FBI endorses TrueCrypt

irene irene at ugcs.caltech.edu
Sat Jul 3 14:30:17 PDT 2010


On Sat, Jul 03, 2010 at 05:00:20AM +0000, John Case wrote:
> On Thu, 1 Jul 2010, Eugen Leitl wrote:
>
>> Or they at least try to make it look that way, at least.
>>
>> http://www.theregister.co.uk/2010/06/28/brazil_banker_crypto_lock_out/
>>
>> Brazilian banker's crypto baffles FBI
>
>
> I find it baffling that we aren't hearing anything about key escrow.  How 
> in the world did we go through the 9/11 TLA bonanza, and all of the 
> recent Internet Kill Switch gibberish and not once hear about key escrow 
> ?
>
> These ideas don't just go away ... I'm suspicious ...

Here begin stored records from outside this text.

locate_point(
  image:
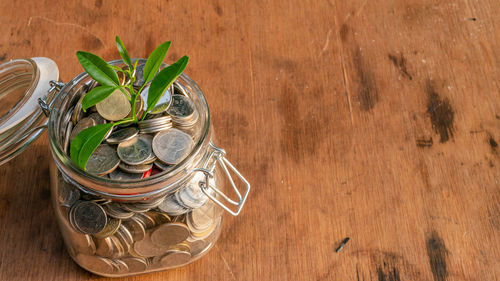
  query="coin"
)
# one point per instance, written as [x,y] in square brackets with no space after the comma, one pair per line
[103,161]
[111,227]
[115,107]
[122,135]
[136,169]
[169,234]
[122,266]
[136,228]
[134,151]
[118,174]
[125,238]
[98,265]
[162,104]
[105,247]
[83,124]
[172,146]
[172,207]
[146,248]
[118,247]
[136,264]
[88,217]
[175,258]
[162,165]
[114,211]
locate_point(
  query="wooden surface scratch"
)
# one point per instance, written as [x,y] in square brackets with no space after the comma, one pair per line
[374,120]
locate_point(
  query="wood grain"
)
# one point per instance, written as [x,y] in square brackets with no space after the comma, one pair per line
[374,120]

Quite simply, because there are many other ways to perform effective 
intelligence work without requiring key escrow.

A few relevant points:
1. It would be hard for the government to force people to use their key
escrowed system.

2. With whom you communicate is often more interesting that what you
communicate.

3. Humans are bad at storing cryptographic keys. They tend to write them
down somewhere, exposing them to various attacks (sneak and peek
warrant, installation of covert camera, keylogger, TEMPEST).

4. Cryptography is very, very rarely the weakest point of a system.